Immigrants Retain Hope but HOPE is Out of Reach
UGA educators say hope can lead students in Athens, Ga., to continue their education after high school.
University of Georgia education graduate student Jesse Payne spent two hours learning how to become a better teacher for those students who most need help: undocumented residents.
With maybe 100 other people--students, veteran teachers, advocates and families--Payne attended a panel discussion Wednesday afternoon that focused on the problems faced by undocumented students, both in and outside the classroom, in coping with Georgia's immigratino policies. The forum was sponsored by the College of Education Faculty Senate and Dean's Council on Diversity.

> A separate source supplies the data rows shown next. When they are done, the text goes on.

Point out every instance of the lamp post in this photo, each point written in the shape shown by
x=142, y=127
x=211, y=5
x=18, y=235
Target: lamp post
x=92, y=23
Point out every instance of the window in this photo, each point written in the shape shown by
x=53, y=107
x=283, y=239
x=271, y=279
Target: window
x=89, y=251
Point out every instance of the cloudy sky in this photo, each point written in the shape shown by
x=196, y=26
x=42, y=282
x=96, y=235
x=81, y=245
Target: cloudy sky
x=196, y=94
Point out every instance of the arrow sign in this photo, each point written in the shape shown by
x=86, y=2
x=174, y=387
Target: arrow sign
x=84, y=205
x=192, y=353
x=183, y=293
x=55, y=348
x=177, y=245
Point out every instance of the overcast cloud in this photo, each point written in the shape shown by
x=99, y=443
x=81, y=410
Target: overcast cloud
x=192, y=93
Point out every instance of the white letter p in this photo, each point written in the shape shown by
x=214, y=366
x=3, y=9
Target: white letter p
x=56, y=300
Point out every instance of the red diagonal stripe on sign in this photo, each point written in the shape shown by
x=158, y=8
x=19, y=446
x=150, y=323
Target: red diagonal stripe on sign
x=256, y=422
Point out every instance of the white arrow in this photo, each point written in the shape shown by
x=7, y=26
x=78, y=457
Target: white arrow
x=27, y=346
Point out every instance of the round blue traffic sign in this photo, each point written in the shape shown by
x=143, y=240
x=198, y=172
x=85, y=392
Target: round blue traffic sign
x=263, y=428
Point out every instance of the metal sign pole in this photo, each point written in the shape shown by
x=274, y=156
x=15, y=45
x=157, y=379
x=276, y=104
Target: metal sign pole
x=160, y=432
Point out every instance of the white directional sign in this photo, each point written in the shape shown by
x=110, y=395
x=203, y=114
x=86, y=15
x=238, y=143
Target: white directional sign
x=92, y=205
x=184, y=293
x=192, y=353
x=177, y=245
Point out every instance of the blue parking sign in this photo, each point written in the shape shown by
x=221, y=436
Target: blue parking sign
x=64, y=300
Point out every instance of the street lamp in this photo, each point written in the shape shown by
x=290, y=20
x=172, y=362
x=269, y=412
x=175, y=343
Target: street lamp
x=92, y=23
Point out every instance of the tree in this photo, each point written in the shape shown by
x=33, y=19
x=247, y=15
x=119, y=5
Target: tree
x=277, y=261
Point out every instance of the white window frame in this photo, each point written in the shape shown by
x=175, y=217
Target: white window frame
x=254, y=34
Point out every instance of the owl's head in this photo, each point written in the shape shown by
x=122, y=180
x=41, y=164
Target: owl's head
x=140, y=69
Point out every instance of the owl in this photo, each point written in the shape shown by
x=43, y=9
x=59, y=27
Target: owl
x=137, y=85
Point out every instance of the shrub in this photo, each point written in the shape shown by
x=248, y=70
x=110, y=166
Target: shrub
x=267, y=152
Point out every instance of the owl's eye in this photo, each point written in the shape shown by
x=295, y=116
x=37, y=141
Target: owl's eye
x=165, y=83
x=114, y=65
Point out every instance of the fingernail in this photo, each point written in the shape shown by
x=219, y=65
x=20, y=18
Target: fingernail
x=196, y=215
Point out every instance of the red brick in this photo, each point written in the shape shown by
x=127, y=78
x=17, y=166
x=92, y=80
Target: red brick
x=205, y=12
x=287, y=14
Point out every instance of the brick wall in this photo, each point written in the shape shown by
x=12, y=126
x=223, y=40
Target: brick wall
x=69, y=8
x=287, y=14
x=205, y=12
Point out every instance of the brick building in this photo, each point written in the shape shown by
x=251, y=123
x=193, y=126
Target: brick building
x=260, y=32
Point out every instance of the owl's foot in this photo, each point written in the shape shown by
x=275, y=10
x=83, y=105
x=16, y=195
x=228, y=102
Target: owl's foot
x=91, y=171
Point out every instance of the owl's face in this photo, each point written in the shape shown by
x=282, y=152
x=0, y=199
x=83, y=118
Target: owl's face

Payne heard from three seasoned teachers and one high school counselor from the Clarke County School District and an immigration attorney. They shared their experiences, practices and suggestions for steering students through the winding path to college.
“I learned there are many options for undocumented students,” said Payne, who has come from Kentucky to Athens for a masters in teaching social studies. “I plan to go out of my way to inspire hope when I start teaching.”
Held at the H.T. Edwards educational complex, the forum featured teachers Ian Altman from Clarke Central, Matt Hicks from Cedar Shoals and Kelli Bivins from Coile Middle School; counselor Sam Hicks from Cedar Shoals; and attorney Charles Kuck, of the Immigration Law Firm and the UGA School of Law.
Bivins said she feels guilty for having taken her middle school students to visit the UGA campus to introduce them to college life. Recent legislation prevents undocumented students from attending Georgia’s most selective state institutions, no matter how competent and accomplished they are.
“I dared to allow all of them to dream,” she said.
Ian Altman said to be a teacher for undocumented students “is to be an advocate for them.”
He has written editorials and letters of recommendation; contacted elected officials and Board of Regents members; raised money to cover the costs of college applications; and shared with students their joy and elation at being accepted to colleges outside Georgia.
Matt Hicks gave detailed advice for steering someone with no Social Security number through the tangled thicket of college applications and financial aide applications. More difficult is to keep students in school and motivated to do well if they believe their studying is all for naught.
“Students are facing a system that locks them out,” Hicks said. “You have to remind them constantly that you support them.”
Attorney Kuck hammered away at the nuttiness of current immigration laws, which changed drastically in 1996 by toughening up penalties for being in the U.S. without the proper papers. He believes immigation laws will change again after the election in November.
Teachers should work to get students into college somewhere, “because a college education from the U.S. is gold” in another country, he said. Other English speaking countries, such as Australia and Canada, don’t have the stringent policies of the U.S. and welcome educated workers. And no matter what, teachers have to keep undocumented students focused on going to college.
“What’s worse than a kid without hope?” Kuck asked. “Nothing.”